The claimant-respondent No. 1 will be entitled to Rs.1,00,000/- for loss of consortium. So are all the claimant-respondents entitled to another sum of Rs.1,00,000/- for loss of estate. The claimant-respondents No. 2, 3 and 4 are further entitled to Rs.50,000/- each. The claimant-respondent No. 1 is also entitled to Rs.25,000/- as funeral expenses. Therefore, the total amount of compensation payable to the claimant-respondents comes to Rs.11,86,200/-. 5. For the reasons stated in the foregoing, this appeal is partly allowed.

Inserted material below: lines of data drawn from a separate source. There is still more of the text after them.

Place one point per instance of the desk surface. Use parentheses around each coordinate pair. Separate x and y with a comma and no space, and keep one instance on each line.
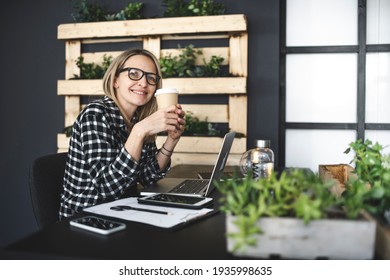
(203,239)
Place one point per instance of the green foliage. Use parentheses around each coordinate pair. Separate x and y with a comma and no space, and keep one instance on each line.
(183,65)
(92,70)
(131,11)
(89,12)
(181,8)
(370,190)
(95,12)
(292,194)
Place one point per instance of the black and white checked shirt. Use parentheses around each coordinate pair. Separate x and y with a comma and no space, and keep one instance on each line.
(99,168)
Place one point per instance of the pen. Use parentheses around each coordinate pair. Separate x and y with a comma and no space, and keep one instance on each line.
(127,207)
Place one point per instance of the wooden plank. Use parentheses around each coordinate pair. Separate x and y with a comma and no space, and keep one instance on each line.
(291,238)
(238,113)
(204,144)
(214,113)
(97,57)
(72,109)
(202,159)
(72,53)
(229,85)
(62,141)
(148,27)
(207,54)
(239,55)
(153,44)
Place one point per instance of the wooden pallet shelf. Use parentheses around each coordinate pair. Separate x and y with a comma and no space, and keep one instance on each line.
(151,33)
(151,27)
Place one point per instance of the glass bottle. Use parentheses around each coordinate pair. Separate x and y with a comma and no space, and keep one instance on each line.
(259,160)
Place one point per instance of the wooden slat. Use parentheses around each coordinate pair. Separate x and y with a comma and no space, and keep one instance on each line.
(230,85)
(62,141)
(72,53)
(72,109)
(207,54)
(148,27)
(153,44)
(214,113)
(97,57)
(239,55)
(238,113)
(204,144)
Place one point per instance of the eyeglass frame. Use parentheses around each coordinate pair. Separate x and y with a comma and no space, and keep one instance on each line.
(144,73)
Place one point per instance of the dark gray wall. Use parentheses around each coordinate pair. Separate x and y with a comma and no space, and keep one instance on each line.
(32,114)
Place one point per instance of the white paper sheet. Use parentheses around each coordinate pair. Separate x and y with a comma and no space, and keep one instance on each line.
(173,216)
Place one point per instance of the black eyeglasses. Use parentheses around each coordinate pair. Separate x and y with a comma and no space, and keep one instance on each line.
(136,74)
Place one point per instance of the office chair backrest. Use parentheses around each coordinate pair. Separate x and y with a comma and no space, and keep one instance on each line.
(46,177)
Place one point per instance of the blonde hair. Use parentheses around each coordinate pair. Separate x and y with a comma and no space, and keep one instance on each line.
(113,72)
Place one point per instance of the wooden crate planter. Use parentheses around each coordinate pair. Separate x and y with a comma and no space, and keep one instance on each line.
(289,238)
(340,173)
(151,33)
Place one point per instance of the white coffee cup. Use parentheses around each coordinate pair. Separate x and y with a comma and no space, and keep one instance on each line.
(166,97)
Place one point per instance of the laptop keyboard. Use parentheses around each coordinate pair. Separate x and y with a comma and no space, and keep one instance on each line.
(190,186)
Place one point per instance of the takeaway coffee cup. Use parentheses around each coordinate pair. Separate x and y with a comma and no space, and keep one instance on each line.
(166,97)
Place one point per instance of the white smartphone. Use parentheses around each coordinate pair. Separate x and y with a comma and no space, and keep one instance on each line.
(176,200)
(98,225)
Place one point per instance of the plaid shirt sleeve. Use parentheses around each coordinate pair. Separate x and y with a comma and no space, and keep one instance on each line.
(99,168)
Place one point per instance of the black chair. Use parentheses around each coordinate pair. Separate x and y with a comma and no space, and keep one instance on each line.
(45,182)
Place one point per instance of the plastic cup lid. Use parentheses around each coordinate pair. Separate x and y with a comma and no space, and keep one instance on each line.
(166,90)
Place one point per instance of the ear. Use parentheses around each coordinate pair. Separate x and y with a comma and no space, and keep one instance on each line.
(116,84)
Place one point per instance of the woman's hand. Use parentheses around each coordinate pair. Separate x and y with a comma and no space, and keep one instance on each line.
(170,119)
(179,129)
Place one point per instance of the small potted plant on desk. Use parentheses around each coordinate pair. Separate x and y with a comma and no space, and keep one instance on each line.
(369,188)
(292,215)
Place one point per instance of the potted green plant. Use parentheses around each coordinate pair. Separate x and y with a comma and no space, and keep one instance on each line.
(292,215)
(370,189)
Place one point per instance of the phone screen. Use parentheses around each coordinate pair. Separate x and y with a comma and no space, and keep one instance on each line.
(176,199)
(99,223)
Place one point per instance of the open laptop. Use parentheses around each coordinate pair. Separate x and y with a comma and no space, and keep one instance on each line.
(197,187)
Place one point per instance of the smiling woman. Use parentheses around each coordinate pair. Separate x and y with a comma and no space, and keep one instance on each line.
(112,145)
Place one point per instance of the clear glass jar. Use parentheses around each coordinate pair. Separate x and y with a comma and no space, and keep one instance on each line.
(260,160)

The appellant is directed to deposit a sum of Rs.11,86,200/- (Rupees eleven lakhs eighty-six thousand and two hundred) only together with interest @ 7% per annum from the date of the claim petition within a period of two months from the date of receipt of this judgment for payment to the claimant-respondents. On the appellant depositing the compensation with the interest accrued thereon, the Registry will release the same to the claimant-respondents in accordance with the apportionment made by the Tribunal after their fulfilling the usual formalities and without further reference to this Court. Needless to say, any amount already deposited by or paid to the claimant-respondents shall be adjusted accordingly. The impugned judgment stands modified to the extent and in the manner indicated above. Transmit the LC record forthwith.